Response assessed through PET at ASCT was a complete response for 78.9%, partial response for 15.8%, and progressive disease for 5.3%. Nine patients had 1/6 HLA match of cord blood at DR, 6 had 1/6 match at B, 3 had 1/6 match at A, and 1 had 2/6 match at B and DR.

Cord blood–derived NK cells were expanded a median of 1552-fold (range, 317-4767) with the infused NK product comprising a CD3-CD16+CD56+ phenotype for a median of 98.9% (range, 97.6%-99.5%) of the cells. The cord blood–derived NK cells had a median viability of 96.5% (range, 92%-98%). In the peripheral blood, NK cells were detectable for a mean of 2 weeks (range, 2-3).

For weeks 1 through 3, the cord blood–derived NK cells showed a higher percentage of NKG2D and NKp30 activation receptors than the patient’s own NK cells; the study authors noted that this indicated an effector phenotype. Additionally, NK persistence was found not to be impacted by the degree of HLA mismatch.

At a median follow-up of 18 months (range, 4-340), the RFS rate was 68% and the OS rate was 84%. Eleven of the 16 patients (68.8%) with DLBCL are still in remission.
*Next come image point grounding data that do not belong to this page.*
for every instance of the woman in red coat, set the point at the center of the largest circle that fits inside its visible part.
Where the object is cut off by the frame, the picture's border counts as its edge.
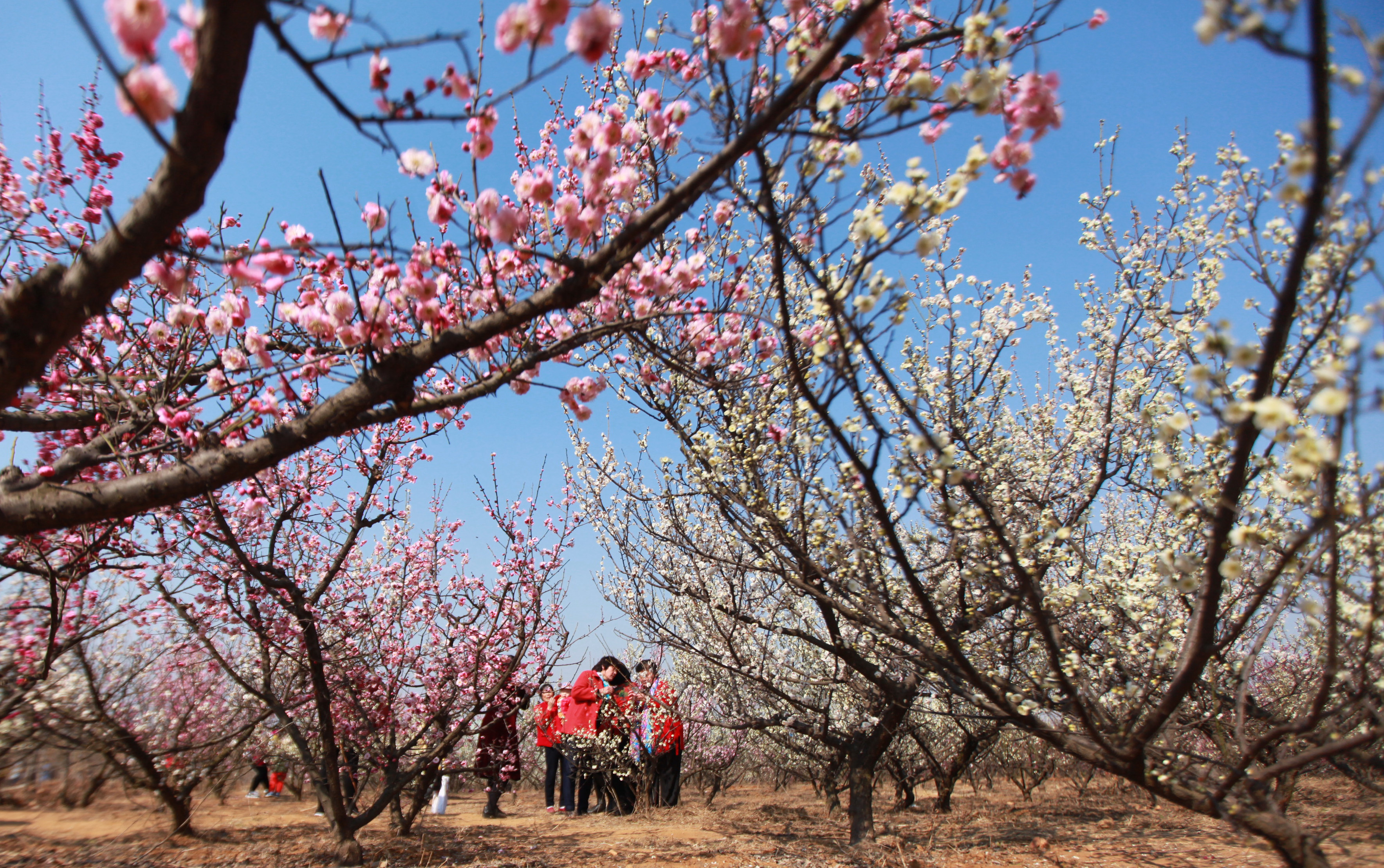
(497, 745)
(549, 737)
(659, 736)
(582, 729)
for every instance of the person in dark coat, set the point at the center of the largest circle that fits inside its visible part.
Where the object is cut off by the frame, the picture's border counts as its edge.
(497, 747)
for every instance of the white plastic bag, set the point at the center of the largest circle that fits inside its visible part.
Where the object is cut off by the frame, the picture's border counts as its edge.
(440, 799)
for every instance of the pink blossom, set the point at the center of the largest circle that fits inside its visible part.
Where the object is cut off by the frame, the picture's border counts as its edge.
(933, 131)
(551, 14)
(1033, 103)
(297, 236)
(279, 262)
(735, 32)
(623, 183)
(158, 333)
(100, 197)
(1011, 153)
(374, 216)
(590, 34)
(517, 25)
(171, 281)
(486, 204)
(255, 342)
(341, 306)
(324, 24)
(184, 45)
(237, 308)
(191, 16)
(182, 315)
(522, 383)
(535, 186)
(150, 95)
(506, 225)
(482, 146)
(136, 24)
(378, 72)
(349, 335)
(416, 162)
(233, 359)
(877, 36)
(650, 102)
(440, 208)
(1022, 180)
(218, 323)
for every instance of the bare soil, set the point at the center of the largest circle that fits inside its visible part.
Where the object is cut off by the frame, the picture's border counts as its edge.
(749, 827)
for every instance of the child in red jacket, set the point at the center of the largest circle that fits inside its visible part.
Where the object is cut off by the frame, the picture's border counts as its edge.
(580, 730)
(547, 737)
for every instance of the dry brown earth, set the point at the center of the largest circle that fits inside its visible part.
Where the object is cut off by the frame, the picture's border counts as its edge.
(749, 827)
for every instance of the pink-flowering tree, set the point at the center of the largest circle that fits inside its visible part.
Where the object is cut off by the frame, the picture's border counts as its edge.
(154, 358)
(165, 718)
(60, 589)
(372, 644)
(1104, 560)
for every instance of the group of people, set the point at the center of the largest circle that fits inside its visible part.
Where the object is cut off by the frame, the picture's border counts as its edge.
(605, 734)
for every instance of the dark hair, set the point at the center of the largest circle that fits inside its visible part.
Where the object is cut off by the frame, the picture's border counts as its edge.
(621, 668)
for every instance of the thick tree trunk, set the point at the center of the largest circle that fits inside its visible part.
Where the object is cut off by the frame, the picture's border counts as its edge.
(904, 795)
(180, 812)
(1294, 845)
(942, 805)
(863, 803)
(348, 849)
(401, 823)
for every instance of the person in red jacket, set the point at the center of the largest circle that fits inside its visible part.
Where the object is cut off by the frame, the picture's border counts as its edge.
(615, 726)
(545, 727)
(497, 745)
(580, 730)
(659, 736)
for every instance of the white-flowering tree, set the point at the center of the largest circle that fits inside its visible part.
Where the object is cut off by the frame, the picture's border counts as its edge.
(763, 654)
(165, 718)
(1120, 556)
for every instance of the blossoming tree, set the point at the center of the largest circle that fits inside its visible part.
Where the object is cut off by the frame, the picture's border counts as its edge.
(164, 716)
(1110, 558)
(372, 644)
(154, 355)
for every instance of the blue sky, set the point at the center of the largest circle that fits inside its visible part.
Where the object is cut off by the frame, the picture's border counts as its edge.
(1144, 71)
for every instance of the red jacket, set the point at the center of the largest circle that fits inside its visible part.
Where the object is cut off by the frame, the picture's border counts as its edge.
(546, 726)
(662, 711)
(580, 718)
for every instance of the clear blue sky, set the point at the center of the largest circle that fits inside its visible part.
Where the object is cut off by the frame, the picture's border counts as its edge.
(1144, 71)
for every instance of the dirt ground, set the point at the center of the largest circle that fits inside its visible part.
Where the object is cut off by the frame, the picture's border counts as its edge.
(747, 828)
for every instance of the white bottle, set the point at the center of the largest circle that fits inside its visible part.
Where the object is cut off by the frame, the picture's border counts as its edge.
(440, 799)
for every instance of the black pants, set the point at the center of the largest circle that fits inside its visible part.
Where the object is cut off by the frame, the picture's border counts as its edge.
(569, 783)
(668, 780)
(589, 781)
(550, 776)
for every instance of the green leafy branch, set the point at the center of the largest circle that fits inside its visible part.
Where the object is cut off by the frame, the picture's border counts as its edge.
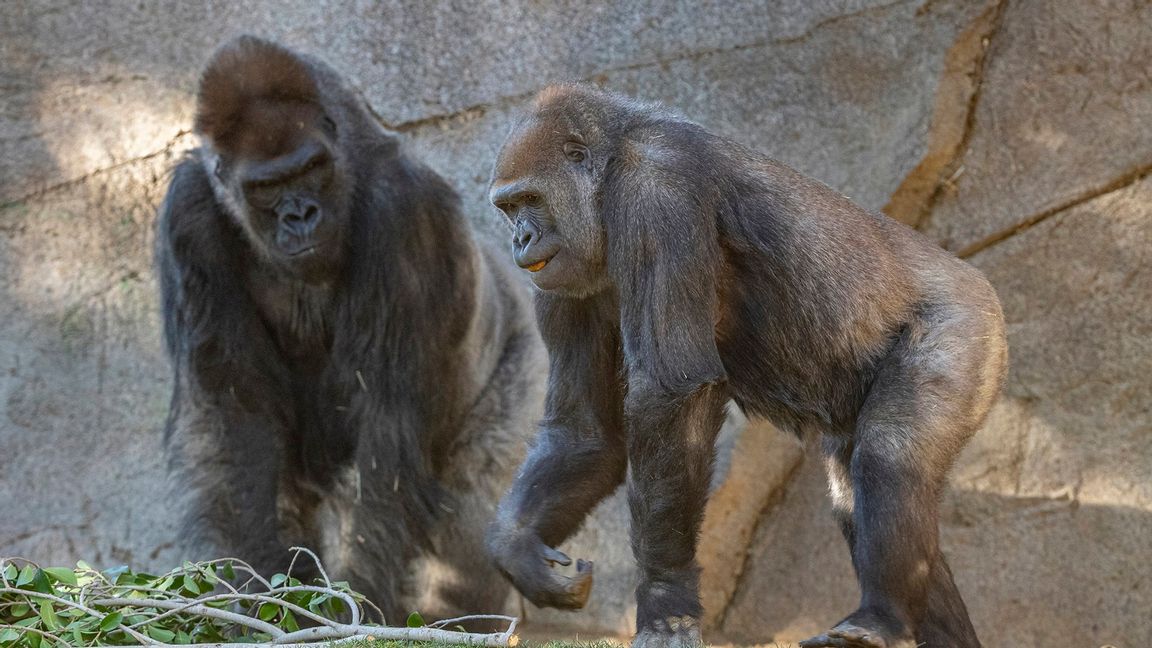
(199, 603)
The study authors concluded that expanded and highly purified cord blood–derived NK immunotherapy was safe and promising in combination with high-dose chemotherapy and ASCT in patients with B-cell NHL.

Reference:

Nato Y, Kaur I, Hosing C, et al. Immunotherapy with ex vivo-expanded cord blood (CB)-derived nk cells combined with high-dose chemotherapy (HDC) and autologous stem cell transplant (ASCT) for B-cell non-hodgkin’s lymphoma (NHL). Presented at: 2021 Transplant & Cellular Therapy Meetings; February 8-12, 2021; Virtual. LBA15.